Monday, May 7, 2012

Toulouse Lautrec: Harem’s Eunuch Who Went Wild


Toulouse Lautrec was philandering, absinthe drenched midget (his legs never grew to full length). He was also the most daring artist of his times- a period known as Belle Epoque - the beautiful period. To understand him fully we need to accept that he was a marketing genius fully in tune with the canons of rebranding. He took a seedy suburb and an experimental pleasure spot with questionable repute and transformed it into a upper middle class  haunt for revelry complete with elusive combination of cultural sophistication and high sex appeal.  He lent the high kicking women dancing Cancan, brothels and general atmosphere of licentiousness of Montmartre in general and Moulin Rouge in particular with a degree of elegance. His genius lies in the fact that he kept the tart quotient intact while dangerously flirting with the menace of respectability. 
No doubt Toulouse Lautrec is the foremost chronicler of the epoch in question- 1890s and thereabout. Paris, for good or worse, was imagined as the Mecca of hedonism and intellectual vibrancy. However this was not a simple reading of the ‘movable feast’ that Paris was. Anti establishment feeling was strong but establishment was no slouch either.      High brow was revered but with a twist- a bit like offering of a bottle of scotch on the church altar. The ‘high culture’ was willing and itching to “be dragged through the gutter.” The hordes of young talented artists were leaving studio to capture life on street.  Little wonder, allure of Moulin Rouge and other guilty pleasures of Montmartre proved to be a big draw.  The scene was not straight forward and Toulouse Lautrec wielded a crooked brush.
It is fashionable to discount his unusual physical appearance. However, things like these are hard to discount. One can only wonder that an aristocrat who was not    four and half feet tall would have got the same kind of access that afforded Lautrec the ‘immediacy of perspective.’ He could adopt the role of the fly on the wall without disturbing the most intimate moments of his subjects. This backstage access owed a lot to his freakish appearance. He was the Harem’s eunuch who went wild.
A fall out of this equation was his depiction of women as independent and individual entities. This was not very common even in Paris of those days.  “He does not turn women into stereotypical sex objects, as does, say, Renoir. But neither is he clinically detached like Degas, who was a hugely important influence on Lautrec. Nor does he exoticize women à la Gauguin, or worship them as preternaturally beautiful goddesses, as the academic Bouguereau does.”  He is known for pictures of women like Jane Avril and Yvette Guilbert “who, on the stage anyway, are in charge of their own destinies. But he is good with ordinary women, too, and though they may be frumpy, gawky and otherwise less than beautiful, he always seems to like them.”
He was born in 1864 into an aristocratic family that could trace its ancestry to the Crusades.  Inbreeding which was common to such exalted lineage probably caused the congenital disease that turned him into a dwarfish, misshapen figure.

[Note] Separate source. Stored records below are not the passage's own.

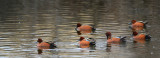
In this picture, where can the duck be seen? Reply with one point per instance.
(140, 25)
(45, 45)
(84, 28)
(114, 40)
(86, 43)
(141, 37)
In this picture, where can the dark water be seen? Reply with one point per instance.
(23, 21)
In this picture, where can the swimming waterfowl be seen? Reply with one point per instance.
(85, 43)
(114, 40)
(84, 28)
(45, 45)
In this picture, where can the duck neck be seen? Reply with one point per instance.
(108, 37)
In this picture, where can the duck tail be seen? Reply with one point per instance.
(52, 45)
(123, 39)
(147, 37)
(93, 29)
(145, 23)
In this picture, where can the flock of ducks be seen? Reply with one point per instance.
(85, 43)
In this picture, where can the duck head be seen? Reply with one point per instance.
(134, 33)
(108, 34)
(78, 24)
(39, 40)
(133, 21)
(81, 38)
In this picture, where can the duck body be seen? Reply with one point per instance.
(138, 24)
(85, 43)
(113, 40)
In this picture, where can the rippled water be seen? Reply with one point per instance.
(23, 21)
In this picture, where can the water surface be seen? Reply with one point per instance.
(23, 21)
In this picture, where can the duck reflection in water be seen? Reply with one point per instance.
(84, 29)
(140, 25)
(44, 45)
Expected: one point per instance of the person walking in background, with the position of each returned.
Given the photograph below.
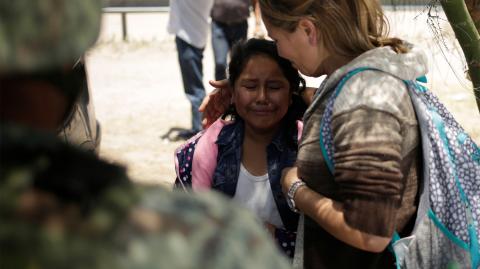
(230, 25)
(62, 207)
(188, 21)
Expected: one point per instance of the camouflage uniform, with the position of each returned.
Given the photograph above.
(61, 207)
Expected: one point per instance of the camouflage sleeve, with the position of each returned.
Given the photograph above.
(205, 231)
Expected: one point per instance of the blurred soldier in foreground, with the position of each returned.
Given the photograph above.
(61, 207)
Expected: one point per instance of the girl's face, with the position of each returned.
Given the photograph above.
(262, 94)
(301, 47)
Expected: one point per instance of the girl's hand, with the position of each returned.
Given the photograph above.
(216, 102)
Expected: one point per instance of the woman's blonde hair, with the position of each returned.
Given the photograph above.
(348, 27)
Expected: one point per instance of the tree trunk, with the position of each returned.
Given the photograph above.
(467, 34)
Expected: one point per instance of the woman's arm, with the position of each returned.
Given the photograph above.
(329, 214)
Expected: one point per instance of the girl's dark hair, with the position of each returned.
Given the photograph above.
(242, 52)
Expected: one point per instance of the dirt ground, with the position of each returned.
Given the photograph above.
(138, 93)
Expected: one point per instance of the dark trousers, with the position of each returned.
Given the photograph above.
(190, 59)
(224, 36)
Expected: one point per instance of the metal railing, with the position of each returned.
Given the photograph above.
(138, 9)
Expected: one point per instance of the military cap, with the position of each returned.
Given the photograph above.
(39, 35)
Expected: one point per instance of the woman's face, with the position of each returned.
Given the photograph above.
(262, 94)
(301, 47)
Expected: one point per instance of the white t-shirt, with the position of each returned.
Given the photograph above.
(255, 194)
(189, 20)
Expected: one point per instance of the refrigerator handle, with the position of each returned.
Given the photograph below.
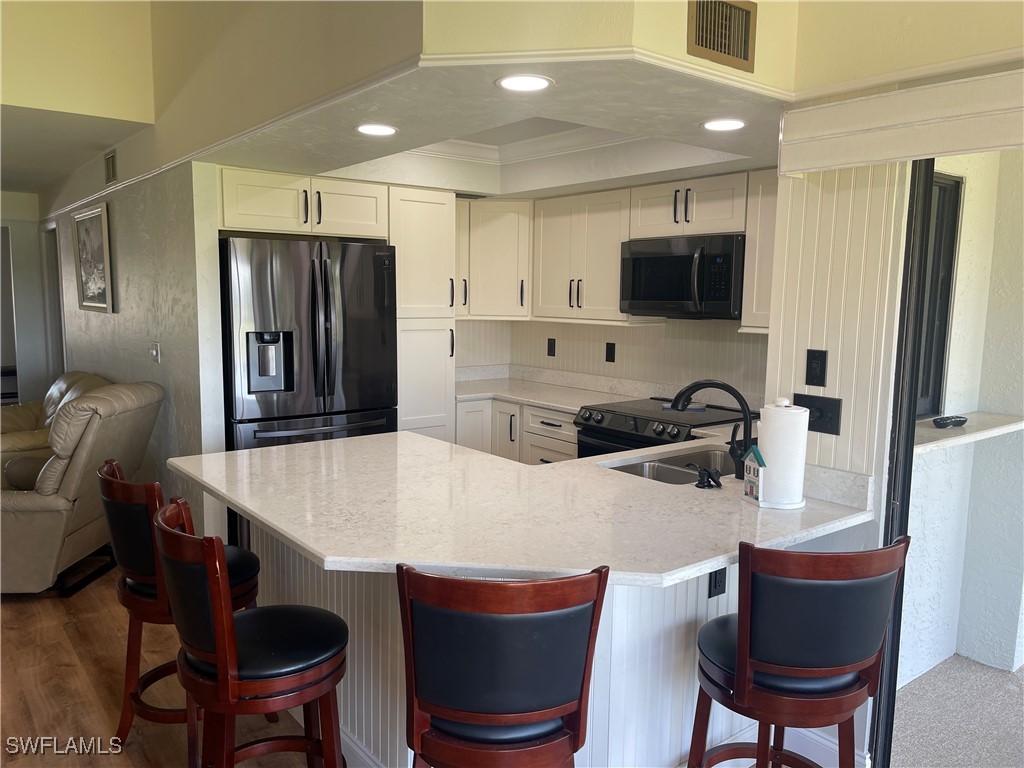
(316, 323)
(330, 321)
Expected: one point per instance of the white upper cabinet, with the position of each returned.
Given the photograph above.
(704, 206)
(462, 258)
(762, 202)
(278, 202)
(423, 231)
(577, 255)
(353, 208)
(500, 250)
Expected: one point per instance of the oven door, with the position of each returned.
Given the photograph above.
(595, 443)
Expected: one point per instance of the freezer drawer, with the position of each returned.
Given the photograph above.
(260, 434)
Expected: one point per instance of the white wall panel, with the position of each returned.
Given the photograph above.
(836, 287)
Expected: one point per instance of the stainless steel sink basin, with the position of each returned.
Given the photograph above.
(673, 469)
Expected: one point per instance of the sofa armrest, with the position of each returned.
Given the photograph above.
(20, 417)
(33, 439)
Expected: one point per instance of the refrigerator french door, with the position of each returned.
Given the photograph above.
(310, 348)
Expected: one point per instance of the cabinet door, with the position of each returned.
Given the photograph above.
(462, 258)
(603, 222)
(472, 425)
(554, 282)
(265, 202)
(505, 430)
(715, 205)
(540, 450)
(423, 233)
(349, 208)
(762, 198)
(426, 377)
(499, 257)
(656, 211)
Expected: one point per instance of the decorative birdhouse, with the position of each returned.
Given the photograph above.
(754, 474)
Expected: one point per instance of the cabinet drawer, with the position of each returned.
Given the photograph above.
(537, 449)
(550, 423)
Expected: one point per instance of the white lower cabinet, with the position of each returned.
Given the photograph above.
(472, 425)
(426, 377)
(505, 430)
(537, 449)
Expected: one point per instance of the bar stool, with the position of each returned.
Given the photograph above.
(130, 508)
(255, 662)
(498, 673)
(804, 649)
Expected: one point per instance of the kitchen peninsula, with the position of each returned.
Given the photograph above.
(332, 518)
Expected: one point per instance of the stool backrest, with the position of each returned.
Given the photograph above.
(813, 614)
(195, 574)
(513, 652)
(130, 508)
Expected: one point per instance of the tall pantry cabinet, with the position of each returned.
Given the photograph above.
(423, 231)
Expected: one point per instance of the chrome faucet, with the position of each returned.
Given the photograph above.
(685, 395)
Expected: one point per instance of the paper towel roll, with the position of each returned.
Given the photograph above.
(782, 442)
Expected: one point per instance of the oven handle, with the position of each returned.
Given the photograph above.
(598, 446)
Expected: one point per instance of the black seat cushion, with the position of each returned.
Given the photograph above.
(280, 640)
(497, 734)
(717, 643)
(242, 566)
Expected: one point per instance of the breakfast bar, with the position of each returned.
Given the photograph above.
(331, 519)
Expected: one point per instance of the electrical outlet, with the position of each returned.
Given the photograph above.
(716, 583)
(826, 413)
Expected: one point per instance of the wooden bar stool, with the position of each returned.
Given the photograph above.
(498, 673)
(130, 509)
(803, 651)
(255, 662)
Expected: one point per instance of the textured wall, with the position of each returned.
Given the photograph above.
(940, 501)
(153, 256)
(969, 310)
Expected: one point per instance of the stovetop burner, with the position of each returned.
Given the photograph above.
(651, 421)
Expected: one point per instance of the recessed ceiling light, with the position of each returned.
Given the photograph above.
(724, 125)
(373, 129)
(525, 82)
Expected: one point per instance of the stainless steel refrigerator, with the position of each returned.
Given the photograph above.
(309, 339)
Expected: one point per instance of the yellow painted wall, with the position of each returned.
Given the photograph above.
(662, 28)
(841, 42)
(511, 26)
(87, 58)
(19, 206)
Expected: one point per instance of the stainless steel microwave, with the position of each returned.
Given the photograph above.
(696, 278)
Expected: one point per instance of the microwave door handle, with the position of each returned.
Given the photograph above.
(695, 274)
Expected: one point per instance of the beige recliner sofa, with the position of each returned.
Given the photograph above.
(59, 518)
(25, 428)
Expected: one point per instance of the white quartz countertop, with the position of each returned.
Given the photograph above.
(366, 504)
(980, 426)
(526, 392)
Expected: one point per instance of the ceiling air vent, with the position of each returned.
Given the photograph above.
(111, 166)
(722, 32)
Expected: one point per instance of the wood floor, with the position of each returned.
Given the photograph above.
(61, 673)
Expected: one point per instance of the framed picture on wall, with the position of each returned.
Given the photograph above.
(92, 260)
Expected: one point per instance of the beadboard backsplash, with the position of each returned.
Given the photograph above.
(649, 359)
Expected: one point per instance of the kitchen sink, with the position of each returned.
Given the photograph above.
(673, 469)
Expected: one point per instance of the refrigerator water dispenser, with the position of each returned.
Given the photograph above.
(270, 361)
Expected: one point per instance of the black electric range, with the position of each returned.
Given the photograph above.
(610, 427)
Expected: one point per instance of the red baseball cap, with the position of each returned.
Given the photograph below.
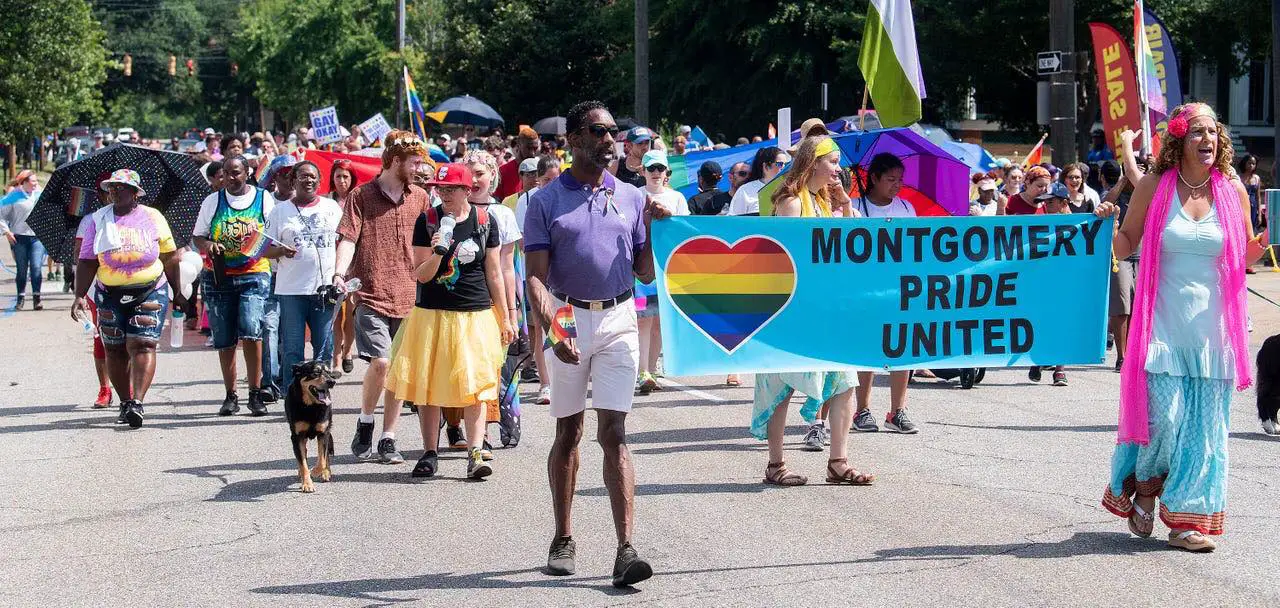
(453, 174)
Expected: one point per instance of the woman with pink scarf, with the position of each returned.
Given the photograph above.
(1187, 341)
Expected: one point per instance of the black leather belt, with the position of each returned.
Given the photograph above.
(597, 305)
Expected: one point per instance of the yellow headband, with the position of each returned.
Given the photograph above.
(824, 147)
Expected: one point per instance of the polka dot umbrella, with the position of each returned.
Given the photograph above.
(172, 181)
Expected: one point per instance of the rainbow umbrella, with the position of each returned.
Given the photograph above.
(935, 182)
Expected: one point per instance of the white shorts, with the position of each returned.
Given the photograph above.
(608, 346)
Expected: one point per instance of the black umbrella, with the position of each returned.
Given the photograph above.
(172, 181)
(551, 126)
(466, 110)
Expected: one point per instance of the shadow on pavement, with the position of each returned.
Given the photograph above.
(374, 589)
(1034, 428)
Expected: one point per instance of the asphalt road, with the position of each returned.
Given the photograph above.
(993, 503)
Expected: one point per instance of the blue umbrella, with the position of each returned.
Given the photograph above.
(467, 110)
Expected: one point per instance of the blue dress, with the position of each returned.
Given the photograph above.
(1191, 373)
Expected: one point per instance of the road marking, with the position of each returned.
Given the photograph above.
(700, 394)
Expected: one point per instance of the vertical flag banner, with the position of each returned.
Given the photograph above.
(324, 126)
(1118, 85)
(1165, 60)
(375, 128)
(891, 64)
(416, 114)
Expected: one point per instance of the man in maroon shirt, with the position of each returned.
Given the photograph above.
(376, 247)
(508, 174)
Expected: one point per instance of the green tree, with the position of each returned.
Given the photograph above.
(51, 65)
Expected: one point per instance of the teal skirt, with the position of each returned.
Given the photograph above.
(1184, 465)
(773, 389)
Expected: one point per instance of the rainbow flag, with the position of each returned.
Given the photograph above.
(563, 327)
(81, 201)
(730, 292)
(416, 114)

The alcoholism and other illnesses that hastened his death at the age of 36 were byproducts of a career spent largely among the prostitutes, nightclub performers and hangers-on in the seamier quarters of Belle Epoque Paris.
Critic Robert Hughes has written “If the stream of life is subdivided into an infinity of fleeting moments, as it is by a culture based on photography, each looks like an actor's gesture, a pose—or a snapshot. This disarticulation was what Lautrec attempted, and one still marvels at the speed and accuracy of his notation, whether it was real (in his sketch pads) or feigned (in the finished theatrical lithographs).” Hughes here is catching the masterly quality of an artist who had imposed a studied distance between him and his subjects. He further elaborates “There was nothing expressionistic about Lautrec. He did not revel in the miseries of the soul, and even his most pathetic images come to us across a measured distance and through a focused sense of human absurdity.” The learned critic is very precise in his assessment of the master “one's admiration for Lautrec's craft, for the eggshell delicacy of spattered lithographic ink or the exact placement of a complementary color, …. it lasts just long enough to give a sense of wholly different organization—that the painting or the drawing is based on a precarious, swift sense of the real, exact but friable.”
As an artist he works due to his flourish. He is a player who is good at handling high speed and volatile concepts. He thrives on turbulence and contains it with flair without losing on panache. Safety of is not for him and he does not fail in his wild experiments.